This spicy chicken stir fry packs tons of fresh vegetables into a flavorful and quick meal and is soy-free. Topped with a spicy sesame sauce, it’s great over brown rice.
MSG and Migraine Disorders
Did you know I take requests? I may not get to them for a few months, but I do notice when people mention the items they miss the most on a migraine diet. To be perfectly honest, if you miss something it probably means I miss it to. One of the topics I see mentioned most often is a stir fry recipe that is made without MSG. Tough, but not impossible!
Why Soy Can Be An Issue
Soy sauce is made from fermented soy beans, so even if a product states there is no MSG, like Kikkoman does here, glutamic acid or free glutamate is still present. Business Insider has an interesting article about foods with naturally occurring MSG, which is likely why some have an issue with tomatoes and grape juice. You’ll notice many items on the list are already to be avoided for Heal Your Headache.

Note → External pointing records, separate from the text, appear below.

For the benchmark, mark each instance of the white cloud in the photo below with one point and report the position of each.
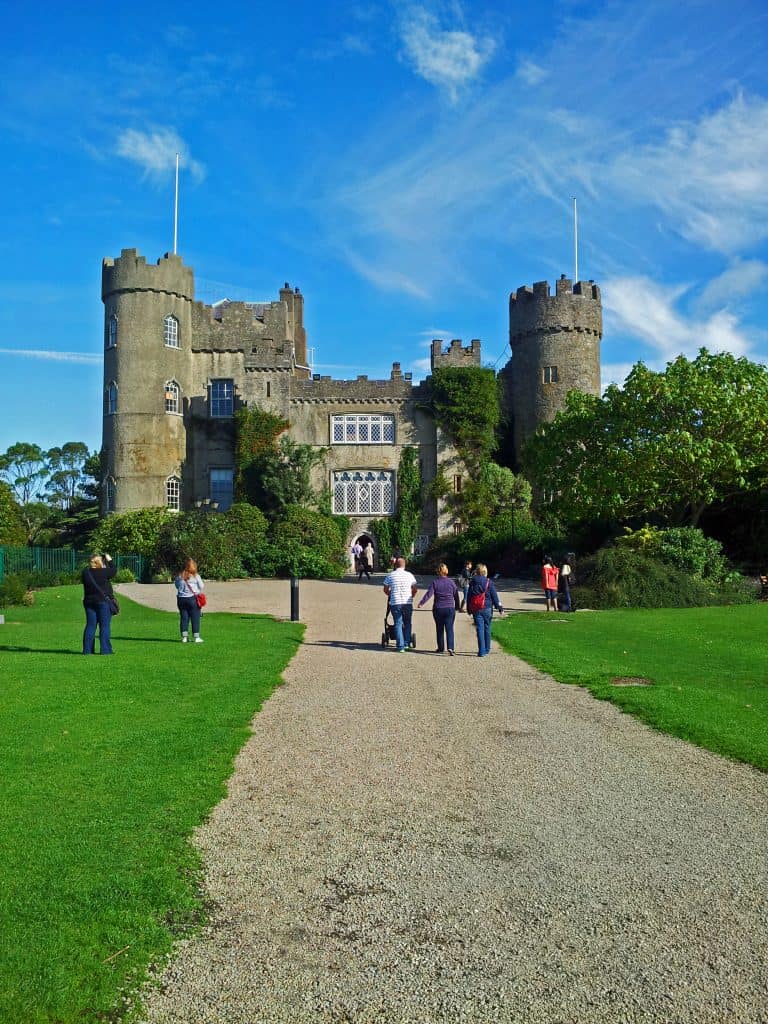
(738, 281)
(531, 74)
(89, 358)
(709, 176)
(156, 152)
(450, 59)
(645, 309)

Soy in and of itself is to be avoided, so that also kicks tamari products to the curb, even though they are gluten free. The best substitute you can find is coconut aminos, which has substantially less sodium and is made from the nectar or “sap” of a coconut blossom, not the actual coconut fruit. However, coconut aminos at the end of the day are still questionable for those on a migraine diet because most brands are fermented. This means higher levels of the naturally occurring glutamate that is also in soy sauce. Some tolerate them perfectly fine and others have issues. But for this spicy chicken stir fry, they’re really the best bet for flavor.

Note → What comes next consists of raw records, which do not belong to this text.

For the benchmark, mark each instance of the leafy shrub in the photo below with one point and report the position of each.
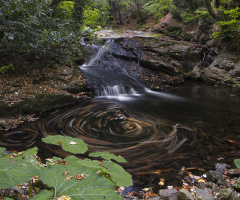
(30, 28)
(159, 7)
(71, 177)
(230, 24)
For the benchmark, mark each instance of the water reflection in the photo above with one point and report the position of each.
(157, 133)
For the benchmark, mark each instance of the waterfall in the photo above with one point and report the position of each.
(116, 91)
(107, 77)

What Coconut Aminos Are Best?
If you’re super sensitive to histamine, fermented foods, and MSG, it’s a good idea to still be wary of coconut aminos. However, I find Coconut Secret and Trader Joe’s brand are well-tolerated with most readers. You could possibly get away with Bragg’s Coconut Aminos(linked), which is NOT fermented but does have apple cider vinegar in it. Pick your battles, I suppose. I will say if you’re in the beginning stages of your migraine diet and still having daily pain, this is probably a recipe you should put off till you’re feeling a little better.
Vegetables You Can Use for Spicy Chicken Stir Fry
I do love this spicy chicken stir fry recipe if you’re a little further into the diet. It’s a great way to test if coconut aminos are an issue for you, while keeping everything else stable. Also the veggies are totally up to you. I don’t have an issue with mushrooms, but if you do you can easily just leave them out. Also, for my favorite vegetarians, this would be really easy to make with all vegetables and some rice!

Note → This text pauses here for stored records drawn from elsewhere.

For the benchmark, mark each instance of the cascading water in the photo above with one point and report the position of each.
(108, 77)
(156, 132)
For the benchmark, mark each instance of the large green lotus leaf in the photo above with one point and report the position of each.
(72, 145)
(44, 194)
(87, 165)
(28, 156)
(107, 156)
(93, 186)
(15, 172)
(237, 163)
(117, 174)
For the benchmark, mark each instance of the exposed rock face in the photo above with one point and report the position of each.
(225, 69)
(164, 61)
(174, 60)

Good vegetable options are:
- Zucchini and summer squash
- Mushrooms (if you can tolerate natural glutamate)
- Green onion/scallions
- Bok choy
- Bell Peppers
Other Asian-Inspired Recipes
If you like this spicy chicken stir fry, you’ll love these too!
This spicy chicken stir fry uses vegetables and a soy-free sesame sauce for a quick and healthy weeknight meal. Really easy to make all vegetarian as well.
- 1/2 cup coconut aminos See notes in post about options. I use Trader Joe's brand which IS fermented
- 3 tbsp tahini
- 1 tsp distilled white vinegar
- 1 tsp toasted sesame oil
- 2 cloves garlic, minced
- 1.5-2 tsp ground mustard I used 2 but I typically like a more spicy flavor
- 1 tsp peeled and grated fresh ginger
- kosher salt to taste
- 2 tbsp ghee or butter (if using butter, mix with a oil that can tolerate high heat)
- 2 lbs boneless, skinless chicken thighs, trimmed of fat and cut into small 1" pieces
- 2 zucchini, washed and chopped into 1/2" pieces
- 2-3 carrots, chopped I used the pre-chopped ones from TJ's cause I'm lazy like that
- 1/2 red pepper, chopped into 1/2" pieces
- 4 oz mushrooms (if you can tolerate them)
- 2 green onions, trimmed at the ends and chopped
Add all the sauce ingredients to a food processor and blend till combined. Taste and see if you need to add salt. Coconut aminos are a little sweet, so I find a bit of extra salt helps to balance it. The sesame oil and vinegar will also add the "umami" that tends to go missing without using soy sauce. Set aside.
Add ghee (or butter/oil combo) to a skillet or wok on high heat. Add chicken and sear on first side for about 3 minutes, getting a nice caramelization. Toss and cook another 3-4 minutes until cooked through. Transfer cooked chicken to a plate.
Add a little more ghee or butter/oil to the same skillet or wok. Add all the vegges except for the green onion and toss. The veggies should take about 3-4 minutes to cook. You still want them a little crisp.
Add the chicken back to the skillet and toss everything together with about 2 tbsp of the sauce. Serve and top with the green onions and a drizzle of the remaining sauce.